Novel applications of response time-based memory detection

Open Access
Authors
Supervisors
Award date 28-06-2022
Number of pages 154
Organisations
  • Faculty of Social and Behavioural Sciences (FMG) - Psychology Research Institute (PsyRes)
Abstract
Even professionals cannot accurately distinguish truth from lie without technological aids. The Concealed Information Test, a questioning protocol designed to reveal memory, has been shown to validly detect feigned ignorance. This dissertation addresses restrictions limiting the applied viability of the response time-based Concealed Information Test (RT-CIT) by investigating possible remedies.

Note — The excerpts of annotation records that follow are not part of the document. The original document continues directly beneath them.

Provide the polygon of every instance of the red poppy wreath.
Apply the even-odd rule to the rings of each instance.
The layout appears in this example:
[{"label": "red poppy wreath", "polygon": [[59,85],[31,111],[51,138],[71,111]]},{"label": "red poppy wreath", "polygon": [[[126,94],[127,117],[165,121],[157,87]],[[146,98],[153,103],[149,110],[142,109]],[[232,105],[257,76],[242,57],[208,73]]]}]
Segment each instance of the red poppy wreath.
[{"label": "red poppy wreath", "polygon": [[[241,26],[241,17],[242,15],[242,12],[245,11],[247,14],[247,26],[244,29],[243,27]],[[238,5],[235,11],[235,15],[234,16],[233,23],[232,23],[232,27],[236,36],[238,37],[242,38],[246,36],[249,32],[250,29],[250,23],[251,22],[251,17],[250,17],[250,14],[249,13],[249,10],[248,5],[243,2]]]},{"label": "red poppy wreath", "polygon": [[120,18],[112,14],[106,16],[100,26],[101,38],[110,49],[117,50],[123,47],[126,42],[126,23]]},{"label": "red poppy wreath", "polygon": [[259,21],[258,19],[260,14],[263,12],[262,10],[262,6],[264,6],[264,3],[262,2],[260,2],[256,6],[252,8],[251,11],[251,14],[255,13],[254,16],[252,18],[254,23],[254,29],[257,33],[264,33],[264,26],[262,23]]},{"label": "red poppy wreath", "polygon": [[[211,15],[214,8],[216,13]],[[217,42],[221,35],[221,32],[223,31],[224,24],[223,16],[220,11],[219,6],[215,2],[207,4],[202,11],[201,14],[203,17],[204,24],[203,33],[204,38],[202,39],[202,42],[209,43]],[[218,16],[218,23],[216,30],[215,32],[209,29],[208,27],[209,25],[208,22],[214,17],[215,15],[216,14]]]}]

First, previous research has shown that the RT-CIT’s validity is reduced when only one testable piece of information is available. The findings suggest this is a result from examinees approaching the task differently when there is only one testable piece of information, but also that the presentation in different modalities increases the validity. Second, the RT-CIT does not detect the source of the tested knowledge. Therefore, critical information available to uninvolved people leads to false positive classifications. Contrary to the inventor’s initial publication, the modified Inducer RT-CIT protocol was not immune to this information contamination, but an alternative RT-based test, the autobiographical Implicit Association Test, was. Third, until now, the evaluation of RT-CIT data requires knowledge of critical information on the examiner’s side. I investigated two novel analytic methods that allow the RT-CIT to be used as an information gathering tool. Fourth, a technological innovation to test RT-CIT theory and to explore new RT-CIT measures, an analog keyboard that is sensitive to minimal finger movements, was introduced. Concealed information was marked by more partial errors – though they were quite rare.
Taken together, the current dissertation demonstrates new applications of response time-based memory detection and thereby increases their appeal for practice.